On October 30, 2015, the U.S. Securities and Exchange Commission (SEC) adopted final rules under Title III of the JOBS Act to enable U.S. companies to offer and sell securities through crowdfunding (Regulation Crowdfunding). This alert provides an overview of the SEC crowdfunding rules slated to become effective in early May 2016, with certain related forms, such as Form Funding Portal (which will be used to register as a funding portal), becoming effective at the end of January 2016.

Generally, Regulation Crowdfunding implements a JOBS Act exemption for certain activities related to crowdfunding from the registration requirements of the U.S. Securities Act of 1933 (Securities Act), subject to investment limitations on investors, as well as disclosure requirements for issuers and intermediaries engaged in crowdfunding transactions. The JOBS Act also exempts certain crowdfunding intermediaries (funding portals) from broker-dealer registration under the U.S. Securities Exchange Act of 1934 (Exchange Act).
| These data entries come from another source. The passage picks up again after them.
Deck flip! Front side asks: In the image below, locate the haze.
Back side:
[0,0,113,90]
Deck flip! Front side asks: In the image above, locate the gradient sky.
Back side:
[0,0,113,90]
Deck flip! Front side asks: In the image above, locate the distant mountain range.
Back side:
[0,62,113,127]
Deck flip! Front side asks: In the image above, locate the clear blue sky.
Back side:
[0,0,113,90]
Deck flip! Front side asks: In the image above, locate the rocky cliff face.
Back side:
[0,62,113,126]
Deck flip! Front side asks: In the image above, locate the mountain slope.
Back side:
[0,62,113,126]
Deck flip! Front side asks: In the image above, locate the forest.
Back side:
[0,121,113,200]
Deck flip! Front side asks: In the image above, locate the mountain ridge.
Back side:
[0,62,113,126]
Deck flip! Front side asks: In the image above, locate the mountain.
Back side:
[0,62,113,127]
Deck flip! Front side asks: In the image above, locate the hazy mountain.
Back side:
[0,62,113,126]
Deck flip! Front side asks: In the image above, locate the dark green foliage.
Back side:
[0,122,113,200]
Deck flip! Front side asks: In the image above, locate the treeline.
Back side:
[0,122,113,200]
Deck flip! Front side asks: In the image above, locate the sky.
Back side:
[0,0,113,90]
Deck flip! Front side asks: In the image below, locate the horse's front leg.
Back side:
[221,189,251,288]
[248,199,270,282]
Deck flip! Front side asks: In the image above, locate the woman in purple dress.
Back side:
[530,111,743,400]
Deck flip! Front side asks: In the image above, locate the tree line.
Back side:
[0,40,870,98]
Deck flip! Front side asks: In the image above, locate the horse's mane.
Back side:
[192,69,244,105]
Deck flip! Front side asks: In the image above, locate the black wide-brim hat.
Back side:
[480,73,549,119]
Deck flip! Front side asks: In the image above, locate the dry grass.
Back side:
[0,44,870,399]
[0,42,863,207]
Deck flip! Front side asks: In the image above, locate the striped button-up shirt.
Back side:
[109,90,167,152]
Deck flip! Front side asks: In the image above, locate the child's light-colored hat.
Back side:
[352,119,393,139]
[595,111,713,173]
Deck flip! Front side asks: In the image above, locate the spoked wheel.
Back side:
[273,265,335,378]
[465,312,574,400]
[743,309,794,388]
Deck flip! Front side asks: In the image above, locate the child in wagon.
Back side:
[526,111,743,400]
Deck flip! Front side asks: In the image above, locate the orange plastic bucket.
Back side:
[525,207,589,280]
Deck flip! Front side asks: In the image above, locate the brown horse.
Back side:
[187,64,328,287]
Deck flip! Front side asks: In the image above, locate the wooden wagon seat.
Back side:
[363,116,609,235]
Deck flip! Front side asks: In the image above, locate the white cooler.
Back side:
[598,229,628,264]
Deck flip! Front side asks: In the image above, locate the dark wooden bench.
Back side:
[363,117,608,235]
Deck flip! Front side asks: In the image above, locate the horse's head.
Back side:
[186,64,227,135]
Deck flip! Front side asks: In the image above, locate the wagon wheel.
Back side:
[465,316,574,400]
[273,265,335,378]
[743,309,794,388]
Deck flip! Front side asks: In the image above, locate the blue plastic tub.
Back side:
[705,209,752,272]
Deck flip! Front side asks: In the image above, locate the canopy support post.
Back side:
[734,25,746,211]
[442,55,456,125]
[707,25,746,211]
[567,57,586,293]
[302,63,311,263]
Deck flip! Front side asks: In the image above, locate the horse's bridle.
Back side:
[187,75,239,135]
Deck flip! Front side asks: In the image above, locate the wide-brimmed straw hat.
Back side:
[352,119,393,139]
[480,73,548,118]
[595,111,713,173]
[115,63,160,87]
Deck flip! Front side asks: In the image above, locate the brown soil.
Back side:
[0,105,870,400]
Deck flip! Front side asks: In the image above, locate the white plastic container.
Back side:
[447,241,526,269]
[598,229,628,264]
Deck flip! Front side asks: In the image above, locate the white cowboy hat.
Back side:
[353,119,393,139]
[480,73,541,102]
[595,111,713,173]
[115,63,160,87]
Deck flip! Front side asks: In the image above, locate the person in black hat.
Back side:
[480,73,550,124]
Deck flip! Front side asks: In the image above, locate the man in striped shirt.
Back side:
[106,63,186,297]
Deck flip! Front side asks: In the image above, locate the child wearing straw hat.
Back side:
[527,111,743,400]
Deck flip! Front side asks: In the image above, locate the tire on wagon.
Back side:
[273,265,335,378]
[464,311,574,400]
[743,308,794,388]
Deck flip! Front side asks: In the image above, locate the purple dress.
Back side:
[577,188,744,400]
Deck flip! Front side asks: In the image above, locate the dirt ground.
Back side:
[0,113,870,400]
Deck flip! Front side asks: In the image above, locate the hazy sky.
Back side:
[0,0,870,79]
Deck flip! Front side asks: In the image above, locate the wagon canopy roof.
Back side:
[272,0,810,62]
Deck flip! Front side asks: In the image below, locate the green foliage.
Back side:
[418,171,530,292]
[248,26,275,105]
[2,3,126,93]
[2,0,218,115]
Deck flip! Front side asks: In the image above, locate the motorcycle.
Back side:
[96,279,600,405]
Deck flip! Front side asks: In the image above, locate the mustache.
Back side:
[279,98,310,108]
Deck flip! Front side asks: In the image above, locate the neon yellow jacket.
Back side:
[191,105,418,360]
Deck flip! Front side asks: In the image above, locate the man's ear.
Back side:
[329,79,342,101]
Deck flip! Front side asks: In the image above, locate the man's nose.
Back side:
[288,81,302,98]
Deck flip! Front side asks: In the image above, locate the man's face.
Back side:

“Crowdfunding” is a term for internet-based fundraising characterized by decentralized groups of donors/investors individually committing relatively modest amounts of capital to small businesses, social projects, artistic performances, etc. Popular sites such as Kickstarter and IndieGoGo already provide a crowdfunding platform for the solicitation of donations, while sites like Fundrise, CircleUp and AngelList facilitate securities offerings using existing securities registration exemptions such as Regulation A and Regulation D. However, under current federal securities laws and regulations, participation in crowdfunding offerings under Regulation D generally cannot be extended to non-accredited investors, and the use of Regulation A involves an onerous disclosure and review process at both the state and federal levels. The JOBS Act and the recently adopted final rules are intended to provide a regulatory regime that narrowly but effectively permits certain issuers, investors and intermediaries to participate in investment-based crowdfunding while limiting the potential occurrences of fraud.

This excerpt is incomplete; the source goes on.